Untuk pengamatan pada panjang gelombang radio, peralatan yang digunakan disebut teleskop radio. Instrumen ini hampir mirip dengan radar, atau ground segment pada sistem komunikasi satelit. Perbedaannya adalah, teleskop radio hanya merupakan sistem penerima, tidak meliputi sistem pemancar sinyal. Dan sinyal yang diterima adalah sinyal analog, bukan sinyal digital.
Pada dasarnya, pengamatan pada panjang gelombang radio adalah untuk mengukur intensitas sinyal yang dipancarkan oleh suatu objek pada satu panjang gelombang atau frekuensi tertentu. Satuan yang biasa digunakan adalah Jansky (Jy). 1 Jansky setara dengan 10-26 watt m-2 Hz-1. Ini untuk memudahkan dalam pengukuran, karena sinyal radio yang dipancarkan oleh objek-objek astronomi sangat lemah.
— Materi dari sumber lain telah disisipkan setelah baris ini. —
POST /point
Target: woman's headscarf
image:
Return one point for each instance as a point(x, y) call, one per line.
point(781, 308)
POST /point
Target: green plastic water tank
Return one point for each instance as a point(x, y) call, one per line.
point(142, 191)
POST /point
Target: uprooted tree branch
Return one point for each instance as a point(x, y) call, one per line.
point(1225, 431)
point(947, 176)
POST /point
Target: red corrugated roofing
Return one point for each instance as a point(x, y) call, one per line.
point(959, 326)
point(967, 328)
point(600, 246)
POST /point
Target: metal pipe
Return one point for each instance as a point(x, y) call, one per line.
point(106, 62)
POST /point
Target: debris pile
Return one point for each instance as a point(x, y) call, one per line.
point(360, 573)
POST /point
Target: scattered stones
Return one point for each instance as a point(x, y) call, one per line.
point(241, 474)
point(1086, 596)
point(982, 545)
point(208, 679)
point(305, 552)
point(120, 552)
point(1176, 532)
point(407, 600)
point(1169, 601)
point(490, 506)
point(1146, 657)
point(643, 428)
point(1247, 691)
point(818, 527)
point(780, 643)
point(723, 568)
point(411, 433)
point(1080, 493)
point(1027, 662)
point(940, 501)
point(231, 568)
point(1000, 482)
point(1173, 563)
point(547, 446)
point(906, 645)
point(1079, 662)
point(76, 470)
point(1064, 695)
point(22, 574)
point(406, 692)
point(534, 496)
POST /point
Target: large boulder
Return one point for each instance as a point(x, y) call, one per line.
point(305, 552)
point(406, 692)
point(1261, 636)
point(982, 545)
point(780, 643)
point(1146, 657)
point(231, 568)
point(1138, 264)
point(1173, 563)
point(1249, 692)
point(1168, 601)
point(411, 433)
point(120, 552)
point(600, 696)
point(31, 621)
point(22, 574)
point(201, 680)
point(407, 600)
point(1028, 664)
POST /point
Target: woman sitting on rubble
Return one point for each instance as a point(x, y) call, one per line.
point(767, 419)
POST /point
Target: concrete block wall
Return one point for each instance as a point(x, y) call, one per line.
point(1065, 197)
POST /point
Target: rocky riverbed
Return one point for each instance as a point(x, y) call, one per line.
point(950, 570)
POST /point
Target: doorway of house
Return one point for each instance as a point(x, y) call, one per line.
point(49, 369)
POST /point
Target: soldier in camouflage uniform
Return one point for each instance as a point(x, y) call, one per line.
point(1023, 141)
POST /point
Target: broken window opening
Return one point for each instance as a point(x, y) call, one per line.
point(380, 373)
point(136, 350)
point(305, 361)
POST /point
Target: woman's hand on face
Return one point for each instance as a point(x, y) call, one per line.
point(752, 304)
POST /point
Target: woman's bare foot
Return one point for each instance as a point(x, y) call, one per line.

Pada umumnya, sebuah teleskop radio memiliki komponen-komponen berikut ini:
1. Antena
2. Amplifier
3. Band-pass Filter
4. Mixer
5. Detector
Komponen-komponen diatas diurut berdasarkan urutan yang umum ditemui pada blok diagram sebuah teleskop radio. Komponen-komponen selain antena biasanya digabung menjadi satu, disebut sebagai receiver. Ada komponen-komponen yang posisi urutannya tidak mungkin diubah, misalnya antena dan detector. Namun komponen lainnya boleh untuk diubah urutannya, misalnya menempatkan band-pass filter lebih dulu sebelum amplifier. Perubahan urutan posisi komponen tersebut tentu saja menimbulkan efek pada transmisi sinyal yang dideteksi dari antena menuju detector. Oleh karena itu, sangat penting untuk mengetahui peranan dari masing-masing komponen tersebut. Pada artikel ini, hanya akan diberikan penjelasan secara umum mengenai masing-masing komponen. Penjelasan yang lebih mendalam akan diberikan pada artikel-artikel selanjutnya.
Antena
Antena berfungsi untuk mengumpulkan sinyal radio, dan mengubahnya menjadi sinyal listrik. Umumnya antena yang digunakan pada teleskop radio berbentuk dipol atau parabola. Namun tidak jarang antena yang digunakan berbentuk yagi, yaitu antena yang biasa digunakan untuk menerima siaran televisi terestrial. Pemilihan jenis antena didasarkan pada panjang gelombang atau frekuensi yang ingin diamati. Antena dipol biasanya digunakan untuk pengamatan pada daerah high frequency (HF) dan very high frequency (VHF). Antenna yagi biasanya digunakan untuk pengamatan pada sebagian kecil daerah ultra high frequency (UHF), sedikit diatas VHF. Sedangkan untuk pengamatan pada sebagian besar daerah UHF dan frekuensi yang lebih tinggi lagi, umumnya menggunakan antena berbentuk parabola.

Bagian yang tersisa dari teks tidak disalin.